Beijing cuts required reserves for lenders
SHANGHAI - Agence France-Presse
A bank clerk counts US dollar banknotes on yuan banknotes in Huaibei, China. China has cut required reserve rate. REUTERS Photo
China has decided to cut reserve requirements for banks, after disappointing economic data raised fears of a sharp slowdown in the world’s second largest economy last week.The People’s Bank of China, the central bank, said on May 12 that it would cut banks’ reserve requirements by 0.50 percentage points effective from May 18, according to a statement posted on its website.
The move was widely expected after China on May 11 reported industrial production growth slumped to a three-year low in April and other figures also disappointed, adding pressure on Beijing to ease monetary policy.
Beijing has already cut bank reserve requirements twice since December as it seeks to boost lending to spur growth, but economists have called for more policy support as economic figures continue to disappoint.

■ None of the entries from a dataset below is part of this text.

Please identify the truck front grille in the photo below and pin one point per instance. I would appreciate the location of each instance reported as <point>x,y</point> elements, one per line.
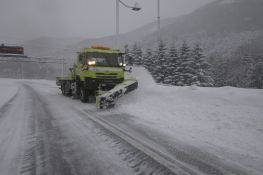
<point>106,77</point>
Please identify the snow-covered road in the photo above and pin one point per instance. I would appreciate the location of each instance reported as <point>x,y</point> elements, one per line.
<point>43,132</point>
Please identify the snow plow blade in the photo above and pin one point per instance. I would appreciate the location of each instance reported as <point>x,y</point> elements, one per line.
<point>108,99</point>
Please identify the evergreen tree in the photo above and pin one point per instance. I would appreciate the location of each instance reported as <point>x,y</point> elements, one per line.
<point>257,76</point>
<point>174,63</point>
<point>148,61</point>
<point>186,69</point>
<point>137,54</point>
<point>160,70</point>
<point>128,56</point>
<point>202,68</point>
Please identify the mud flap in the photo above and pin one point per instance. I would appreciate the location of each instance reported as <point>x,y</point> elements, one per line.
<point>108,99</point>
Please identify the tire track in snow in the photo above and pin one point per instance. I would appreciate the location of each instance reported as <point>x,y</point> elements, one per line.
<point>8,104</point>
<point>43,154</point>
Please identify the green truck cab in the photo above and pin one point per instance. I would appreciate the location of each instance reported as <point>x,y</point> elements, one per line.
<point>95,68</point>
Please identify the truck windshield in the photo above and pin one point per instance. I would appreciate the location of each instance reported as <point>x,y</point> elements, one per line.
<point>101,59</point>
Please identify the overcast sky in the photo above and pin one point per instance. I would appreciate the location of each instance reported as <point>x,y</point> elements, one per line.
<point>26,19</point>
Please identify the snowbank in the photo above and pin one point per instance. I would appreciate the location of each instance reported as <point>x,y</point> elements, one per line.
<point>228,120</point>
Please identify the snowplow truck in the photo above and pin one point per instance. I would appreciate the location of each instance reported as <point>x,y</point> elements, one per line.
<point>97,72</point>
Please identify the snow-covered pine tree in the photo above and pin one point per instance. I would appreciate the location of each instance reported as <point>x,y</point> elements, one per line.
<point>137,54</point>
<point>160,70</point>
<point>187,71</point>
<point>128,55</point>
<point>174,63</point>
<point>257,76</point>
<point>148,61</point>
<point>202,68</point>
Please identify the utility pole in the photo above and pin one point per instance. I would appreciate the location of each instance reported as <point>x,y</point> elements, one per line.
<point>134,8</point>
<point>158,20</point>
<point>117,23</point>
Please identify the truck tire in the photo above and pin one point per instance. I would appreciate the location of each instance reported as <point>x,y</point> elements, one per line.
<point>83,95</point>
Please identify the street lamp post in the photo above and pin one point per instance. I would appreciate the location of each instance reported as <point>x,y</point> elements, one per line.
<point>134,8</point>
<point>158,20</point>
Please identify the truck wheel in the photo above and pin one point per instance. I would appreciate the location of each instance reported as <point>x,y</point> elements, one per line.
<point>83,95</point>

China’s economy grew an annual 8.1 percent in the first quarter of 2012, its slowest pace in nearly three years.
The government is targeting economic growth of just 7.5 percent for the whole year, down from actual growth of 9.2 percent last year and 10.4 percent in 2010.

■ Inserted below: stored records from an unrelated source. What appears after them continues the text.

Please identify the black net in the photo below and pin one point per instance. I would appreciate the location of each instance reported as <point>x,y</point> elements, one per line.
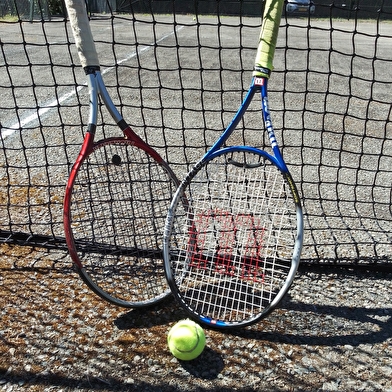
<point>178,71</point>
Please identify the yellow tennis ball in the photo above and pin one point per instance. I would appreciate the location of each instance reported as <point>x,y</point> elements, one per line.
<point>186,340</point>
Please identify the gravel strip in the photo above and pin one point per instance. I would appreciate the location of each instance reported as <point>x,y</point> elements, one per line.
<point>332,333</point>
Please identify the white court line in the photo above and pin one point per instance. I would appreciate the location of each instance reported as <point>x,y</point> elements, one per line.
<point>55,103</point>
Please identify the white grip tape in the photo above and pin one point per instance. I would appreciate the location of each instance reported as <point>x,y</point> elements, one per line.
<point>82,33</point>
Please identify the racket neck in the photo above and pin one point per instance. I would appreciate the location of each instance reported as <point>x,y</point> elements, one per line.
<point>93,93</point>
<point>263,84</point>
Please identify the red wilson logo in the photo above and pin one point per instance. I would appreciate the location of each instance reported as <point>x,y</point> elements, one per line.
<point>259,81</point>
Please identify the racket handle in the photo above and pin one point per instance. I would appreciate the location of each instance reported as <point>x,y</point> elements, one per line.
<point>82,33</point>
<point>268,37</point>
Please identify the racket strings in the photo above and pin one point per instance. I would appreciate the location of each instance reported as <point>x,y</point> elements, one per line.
<point>231,250</point>
<point>119,205</point>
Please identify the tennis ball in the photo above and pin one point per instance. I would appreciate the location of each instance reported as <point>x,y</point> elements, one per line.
<point>186,340</point>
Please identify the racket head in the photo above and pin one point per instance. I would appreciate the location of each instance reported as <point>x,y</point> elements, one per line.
<point>114,213</point>
<point>233,238</point>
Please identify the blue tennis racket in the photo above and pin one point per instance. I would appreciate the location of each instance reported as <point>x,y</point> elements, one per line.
<point>234,230</point>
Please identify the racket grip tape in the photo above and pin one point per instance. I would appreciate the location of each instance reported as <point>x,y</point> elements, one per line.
<point>268,37</point>
<point>81,30</point>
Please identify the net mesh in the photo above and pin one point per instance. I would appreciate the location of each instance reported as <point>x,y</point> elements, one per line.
<point>178,71</point>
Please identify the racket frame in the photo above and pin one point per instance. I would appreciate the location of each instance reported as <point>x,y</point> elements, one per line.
<point>258,84</point>
<point>96,90</point>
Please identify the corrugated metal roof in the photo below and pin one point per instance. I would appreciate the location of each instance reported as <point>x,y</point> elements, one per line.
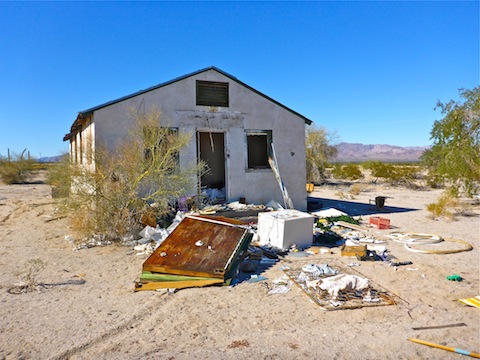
<point>85,113</point>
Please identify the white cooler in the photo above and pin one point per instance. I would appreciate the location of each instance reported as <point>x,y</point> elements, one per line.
<point>283,228</point>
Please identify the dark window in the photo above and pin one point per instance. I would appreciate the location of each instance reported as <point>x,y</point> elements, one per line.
<point>258,149</point>
<point>211,93</point>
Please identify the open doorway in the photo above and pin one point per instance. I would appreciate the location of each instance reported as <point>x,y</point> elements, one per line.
<point>211,149</point>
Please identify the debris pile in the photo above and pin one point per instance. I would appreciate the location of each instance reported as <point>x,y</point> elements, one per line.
<point>200,251</point>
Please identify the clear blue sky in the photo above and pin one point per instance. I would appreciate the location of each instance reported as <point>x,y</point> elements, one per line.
<point>370,71</point>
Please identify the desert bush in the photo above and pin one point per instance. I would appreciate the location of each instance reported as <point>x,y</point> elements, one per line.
<point>319,150</point>
<point>454,158</point>
<point>356,189</point>
<point>348,171</point>
<point>17,169</point>
<point>444,207</point>
<point>394,174</point>
<point>28,275</point>
<point>142,175</point>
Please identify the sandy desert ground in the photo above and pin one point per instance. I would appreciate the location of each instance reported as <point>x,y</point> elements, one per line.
<point>103,318</point>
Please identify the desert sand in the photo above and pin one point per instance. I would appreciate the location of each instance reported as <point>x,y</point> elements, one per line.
<point>103,318</point>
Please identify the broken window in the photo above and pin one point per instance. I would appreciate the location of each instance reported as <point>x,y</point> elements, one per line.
<point>212,93</point>
<point>258,148</point>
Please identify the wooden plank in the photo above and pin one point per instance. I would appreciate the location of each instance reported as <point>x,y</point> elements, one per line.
<point>154,285</point>
<point>148,276</point>
<point>179,254</point>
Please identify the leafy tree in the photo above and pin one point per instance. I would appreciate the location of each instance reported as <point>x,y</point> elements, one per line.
<point>454,158</point>
<point>320,149</point>
<point>140,178</point>
<point>348,171</point>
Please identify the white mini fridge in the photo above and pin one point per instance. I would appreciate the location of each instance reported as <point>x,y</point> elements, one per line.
<point>283,228</point>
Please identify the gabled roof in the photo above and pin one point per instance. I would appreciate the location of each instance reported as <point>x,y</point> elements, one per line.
<point>83,115</point>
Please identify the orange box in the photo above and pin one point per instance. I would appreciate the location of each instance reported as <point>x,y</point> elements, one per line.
<point>379,222</point>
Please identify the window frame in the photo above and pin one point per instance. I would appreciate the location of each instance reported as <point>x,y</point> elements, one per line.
<point>212,93</point>
<point>269,140</point>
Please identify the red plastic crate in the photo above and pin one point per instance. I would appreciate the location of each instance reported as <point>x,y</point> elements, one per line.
<point>379,222</point>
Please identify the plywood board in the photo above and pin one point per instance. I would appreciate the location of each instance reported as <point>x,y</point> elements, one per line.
<point>180,254</point>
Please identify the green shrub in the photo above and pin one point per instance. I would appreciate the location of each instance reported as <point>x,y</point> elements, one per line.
<point>347,172</point>
<point>394,174</point>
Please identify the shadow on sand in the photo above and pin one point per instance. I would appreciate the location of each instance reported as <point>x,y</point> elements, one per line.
<point>353,208</point>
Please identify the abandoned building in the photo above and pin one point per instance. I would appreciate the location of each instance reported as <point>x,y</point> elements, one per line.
<point>232,127</point>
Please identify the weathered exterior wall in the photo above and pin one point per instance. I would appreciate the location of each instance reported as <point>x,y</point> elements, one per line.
<point>247,111</point>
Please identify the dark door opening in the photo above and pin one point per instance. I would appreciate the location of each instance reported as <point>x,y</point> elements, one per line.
<point>211,149</point>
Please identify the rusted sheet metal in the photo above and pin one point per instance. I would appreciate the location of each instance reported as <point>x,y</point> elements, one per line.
<point>199,246</point>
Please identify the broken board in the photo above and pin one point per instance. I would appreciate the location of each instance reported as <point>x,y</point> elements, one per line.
<point>200,247</point>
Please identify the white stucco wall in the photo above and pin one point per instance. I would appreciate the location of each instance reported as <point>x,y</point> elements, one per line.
<point>247,111</point>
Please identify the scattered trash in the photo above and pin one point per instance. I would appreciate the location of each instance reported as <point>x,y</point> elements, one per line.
<point>467,247</point>
<point>335,292</point>
<point>256,278</point>
<point>357,250</point>
<point>379,222</point>
<point>328,213</point>
<point>414,238</point>
<point>400,263</point>
<point>280,285</point>
<point>475,301</point>
<point>454,277</point>
<point>96,240</point>
<point>439,326</point>
<point>316,270</point>
<point>448,348</point>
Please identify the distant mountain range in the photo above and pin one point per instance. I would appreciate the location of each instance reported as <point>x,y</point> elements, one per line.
<point>351,152</point>
<point>50,159</point>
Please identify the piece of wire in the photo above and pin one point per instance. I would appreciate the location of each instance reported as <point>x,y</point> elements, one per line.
<point>467,247</point>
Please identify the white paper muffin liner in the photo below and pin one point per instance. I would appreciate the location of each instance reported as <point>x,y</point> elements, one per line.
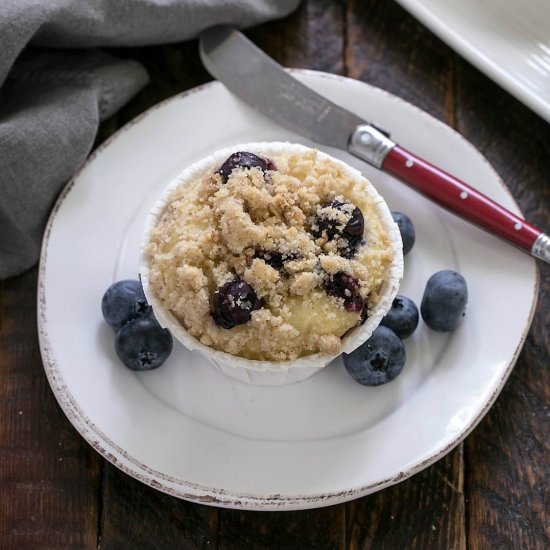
<point>271,373</point>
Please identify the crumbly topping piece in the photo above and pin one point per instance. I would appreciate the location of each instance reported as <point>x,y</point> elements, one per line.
<point>262,227</point>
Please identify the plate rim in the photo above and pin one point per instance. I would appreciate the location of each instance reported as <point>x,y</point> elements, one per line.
<point>180,488</point>
<point>442,28</point>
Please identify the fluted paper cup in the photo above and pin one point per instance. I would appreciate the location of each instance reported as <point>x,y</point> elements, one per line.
<point>274,373</point>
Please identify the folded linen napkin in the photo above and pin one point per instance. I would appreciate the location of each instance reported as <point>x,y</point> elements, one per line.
<point>53,96</point>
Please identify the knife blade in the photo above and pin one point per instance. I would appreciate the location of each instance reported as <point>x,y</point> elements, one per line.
<point>261,82</point>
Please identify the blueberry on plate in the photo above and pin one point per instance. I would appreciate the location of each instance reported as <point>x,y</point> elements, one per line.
<point>123,301</point>
<point>234,303</point>
<point>444,300</point>
<point>244,159</point>
<point>379,360</point>
<point>406,228</point>
<point>402,317</point>
<point>142,344</point>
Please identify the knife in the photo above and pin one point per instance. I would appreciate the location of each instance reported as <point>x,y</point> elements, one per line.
<point>265,85</point>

After the latest move takes effect, China’s reserve requirement for most large banks will fall to 20 percent, the official Xinhua news agency said.
Smaller banks will be required to maintain reserves of 16.5 percent.
Analysts said the cut should help pump an additional 400 billion yuan ($63 billion) of liquidity into the economy.
“This is the correct policy action from the central bank’s point of view. Basically, this is just to respond to the weak April data,” Zhou Hao, China economist for ANZ Global Markets, told Agence France-Presse.